I have a set $S$ of sequences of zeros and ones (the sequence length is $2^n-1$). I need to know if there is a condition on the number of elements of $S$ which will imply the existence of two sequences in $S$ having an intersection of at least $k$ elements. (They have the same entries in at least $k$ positions.)
(Basically, I would like to know how large $|S|$ should be to make sure that at least two sequences are identical in $k$ positions.)
Thanks a lot in advance,
Let me reformulate, what we want is equivalent as the maximal size of subset of $\mathbb{F}_2^n$ on which each pair of elements have at most $k-1$ same digits.

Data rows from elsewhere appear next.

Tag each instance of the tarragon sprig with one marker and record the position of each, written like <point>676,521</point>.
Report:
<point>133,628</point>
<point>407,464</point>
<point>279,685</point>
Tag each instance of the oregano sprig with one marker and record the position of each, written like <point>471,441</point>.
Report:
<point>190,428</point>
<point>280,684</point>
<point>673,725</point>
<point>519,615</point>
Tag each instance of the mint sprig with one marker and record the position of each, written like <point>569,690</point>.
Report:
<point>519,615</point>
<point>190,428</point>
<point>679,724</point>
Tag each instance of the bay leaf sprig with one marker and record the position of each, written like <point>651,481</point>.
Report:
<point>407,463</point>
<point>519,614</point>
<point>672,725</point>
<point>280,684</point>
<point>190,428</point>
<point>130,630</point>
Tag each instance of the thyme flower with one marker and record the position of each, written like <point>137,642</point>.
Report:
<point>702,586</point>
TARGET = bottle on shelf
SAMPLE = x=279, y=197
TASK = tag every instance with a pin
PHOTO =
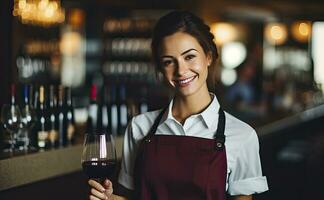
x=53, y=130
x=122, y=110
x=106, y=120
x=92, y=111
x=113, y=110
x=61, y=115
x=42, y=122
x=69, y=116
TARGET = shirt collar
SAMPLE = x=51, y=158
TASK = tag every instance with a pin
x=208, y=115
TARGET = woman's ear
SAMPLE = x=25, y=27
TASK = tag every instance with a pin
x=159, y=76
x=209, y=58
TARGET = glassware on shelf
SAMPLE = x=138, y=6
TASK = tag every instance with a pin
x=10, y=118
x=99, y=156
x=28, y=120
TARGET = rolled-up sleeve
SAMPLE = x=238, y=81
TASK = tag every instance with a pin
x=246, y=177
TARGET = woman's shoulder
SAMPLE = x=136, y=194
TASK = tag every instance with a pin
x=142, y=123
x=237, y=127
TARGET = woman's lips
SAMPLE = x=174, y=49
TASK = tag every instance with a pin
x=185, y=82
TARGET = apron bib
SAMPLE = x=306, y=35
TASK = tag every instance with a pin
x=181, y=167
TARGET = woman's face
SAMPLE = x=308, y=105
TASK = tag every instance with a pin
x=184, y=64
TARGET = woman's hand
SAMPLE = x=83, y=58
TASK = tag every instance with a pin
x=98, y=191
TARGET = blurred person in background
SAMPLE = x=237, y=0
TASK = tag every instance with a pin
x=191, y=149
x=243, y=94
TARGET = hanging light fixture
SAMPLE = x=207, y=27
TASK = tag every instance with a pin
x=276, y=33
x=39, y=12
x=301, y=31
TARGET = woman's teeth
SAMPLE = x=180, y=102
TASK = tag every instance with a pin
x=185, y=81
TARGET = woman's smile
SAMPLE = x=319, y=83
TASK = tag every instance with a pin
x=183, y=82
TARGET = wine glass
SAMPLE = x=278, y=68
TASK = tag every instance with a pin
x=98, y=156
x=10, y=118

I think youem is right in the case $n \geqslant 3(k-1)$, if you have at least 3 elements in $S = \{u,v,w, \dots \}$, there are $n-k+1$ different integers $i $ such that $u_i \neq v_i$. Necessarily we have for those $i$'s $w_i \in \{ u_i, v_i\} = \mathbb{F}_2$. Let us say that we have $r<k$ indexes on which $w$ takes the values of $u$ and $s<k$ on which it takes the value of $v$. We have $r + s = n-k+1 \leqslant 2k-2$ so $n \leqslant 3(k-1)$. So in this particular case we have $|S| > 2$ as a condition, maybe it is a hint: the condition may involve the binomial coefficient $\binom{3k -4}{n}$.
If you check some references about correcting codes, you might find what you want (hamming distance with distance k or k-1).